RMT suspended the second set of strikes in the Night Tube driver consolidation dispute. As Tubeworker reported earlier in August we believed the suspension was a misstep. There is little reason to believe that this further suspension will not weaken the dispute further.
The reasons to suspend are not well supported by the supposed “breakthrough” in talks. This amounts to further commitment for more talks and no firm guarantees. The company has rejected two proposals made for a distinct night tube roster and a voluntary agreement. What has actually been gained is the company imposing its rosters and a commitment to restart talks on the principle of creating more part time driver jobs.
Tubeworker does recognise that support for the dispute was uneven across the combine. Some lines without Night Tube needed extra work to convince drivers to come out for the proposed four days of action. There is still a belief in some areas that strikes now when passenger numbers are lower will not have the impact needed. A big campaign on the issue from the moment the plans were tabled would have built effective action. RMT drivers voted yes for action, we should respect that mandate!

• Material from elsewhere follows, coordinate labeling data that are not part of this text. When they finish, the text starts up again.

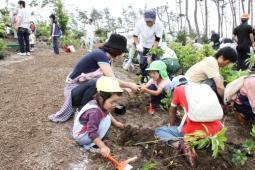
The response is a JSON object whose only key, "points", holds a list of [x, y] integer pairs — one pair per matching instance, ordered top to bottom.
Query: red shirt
{"points": [[179, 99]]}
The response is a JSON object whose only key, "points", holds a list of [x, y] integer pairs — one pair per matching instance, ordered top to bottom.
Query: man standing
{"points": [[23, 21], [150, 30], [90, 32], [243, 35], [215, 39]]}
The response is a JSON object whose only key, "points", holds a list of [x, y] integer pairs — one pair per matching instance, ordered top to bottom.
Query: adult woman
{"points": [[92, 66]]}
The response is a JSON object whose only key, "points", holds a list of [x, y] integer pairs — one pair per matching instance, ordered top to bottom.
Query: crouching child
{"points": [[158, 84], [202, 113], [94, 120]]}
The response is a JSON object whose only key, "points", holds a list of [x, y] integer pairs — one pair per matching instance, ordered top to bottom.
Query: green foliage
{"points": [[61, 16], [43, 30], [102, 34], [181, 37], [204, 39], [69, 40], [2, 46], [207, 50], [156, 52], [187, 55], [251, 60], [230, 75], [165, 103], [252, 133], [200, 140], [240, 157], [149, 166]]}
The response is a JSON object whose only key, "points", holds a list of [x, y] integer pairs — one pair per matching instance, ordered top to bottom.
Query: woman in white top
{"points": [[150, 30]]}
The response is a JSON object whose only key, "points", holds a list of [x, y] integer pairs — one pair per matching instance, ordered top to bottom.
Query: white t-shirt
{"points": [[24, 18], [90, 29], [148, 33], [168, 53], [164, 84]]}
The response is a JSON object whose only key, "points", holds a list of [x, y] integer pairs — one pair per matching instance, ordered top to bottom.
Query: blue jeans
{"points": [[55, 45], [155, 100], [104, 126], [166, 133]]}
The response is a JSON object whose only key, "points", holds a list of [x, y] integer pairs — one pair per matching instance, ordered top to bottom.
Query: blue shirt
{"points": [[90, 63]]}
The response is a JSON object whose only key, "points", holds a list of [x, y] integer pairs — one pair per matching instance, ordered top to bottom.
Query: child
{"points": [[55, 33], [32, 38], [158, 84], [93, 121]]}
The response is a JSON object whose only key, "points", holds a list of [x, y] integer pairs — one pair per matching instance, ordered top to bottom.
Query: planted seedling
{"points": [[251, 60], [201, 140]]}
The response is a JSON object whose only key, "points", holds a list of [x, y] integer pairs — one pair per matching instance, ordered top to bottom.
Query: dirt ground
{"points": [[32, 88]]}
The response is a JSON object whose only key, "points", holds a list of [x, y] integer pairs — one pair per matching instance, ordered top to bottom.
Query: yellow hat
{"points": [[108, 84]]}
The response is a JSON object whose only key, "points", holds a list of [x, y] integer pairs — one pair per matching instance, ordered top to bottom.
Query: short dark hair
{"points": [[22, 3], [53, 17], [112, 51], [228, 53], [101, 97]]}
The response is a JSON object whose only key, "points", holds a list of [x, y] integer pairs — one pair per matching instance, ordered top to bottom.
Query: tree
{"points": [[96, 16], [187, 16], [195, 19], [206, 19]]}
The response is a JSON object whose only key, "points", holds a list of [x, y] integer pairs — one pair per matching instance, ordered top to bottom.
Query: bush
{"points": [[43, 30], [101, 34], [181, 37], [68, 40], [2, 49], [188, 56], [230, 75]]}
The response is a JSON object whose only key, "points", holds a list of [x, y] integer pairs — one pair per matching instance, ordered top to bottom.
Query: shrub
{"points": [[43, 30], [181, 37], [67, 40], [2, 48]]}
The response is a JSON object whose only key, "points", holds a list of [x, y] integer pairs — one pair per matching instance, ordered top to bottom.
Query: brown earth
{"points": [[32, 88]]}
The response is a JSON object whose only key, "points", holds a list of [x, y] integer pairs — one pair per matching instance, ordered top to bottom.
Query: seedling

RMT remains in dispute and should not squander the chance to name more action when the impact of these rosters on fatigue, and weekend working is felt. There are now eight weeks before further negotiations at ACAS. Now is not the time to just sit and wait it out. Activists should be on the front foot in preparing for this dispute to get bigger. It must not be forgotten that as well as the potential for 11 full time equivalent jobs to be lost, there is also a lost promotion avenue for Night Tube station staff if this is allowed to go through. Once again Aslef have played a grubby role, spreading rumours about the potential weakness of any strike action that did go ahead and suggesting that their members may not respect picket lines. When these rosters are imposed Aslef and RMT members should stand together and push back against these changes.